Reading and writing Parquet files¶
See also
The Parquet format is a space-efficient columnar storage format for complex data. The Parquet C++ implementation is part of the Apache Arrow project and benefits from tight integration with the Arrow C++ classes and facilities.
Reading Parquet files¶
The arrow::FileReader
class reads data into Arrow Tables and Record
Batches.
The StreamReader
class allows for data to be read using a C++ input
stream approach to read fields column by column and row by row. This approach
is offered for ease of use and type-safety. It is of course also useful when
data must be streamed as files are read and written incrementally.

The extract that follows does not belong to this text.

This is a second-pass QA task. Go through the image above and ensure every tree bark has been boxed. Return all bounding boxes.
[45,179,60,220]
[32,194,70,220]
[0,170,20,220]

Please note that the performance of the StreamReader
will not
be as good due to the type checking and the fact that column values
are processed one at a time.
FileReader¶
To read Parquet data into Arrow structures, use arrow::FileReader
.
To construct, it requires a ::arrow::io::RandomAccessFile
instance
representing the input file. To read the whole file at once,
use arrow::FileReader::ReadTable()
:
// #include "arrow/io/api.h"
// #include "arrow/parquet/arrow/reader.h"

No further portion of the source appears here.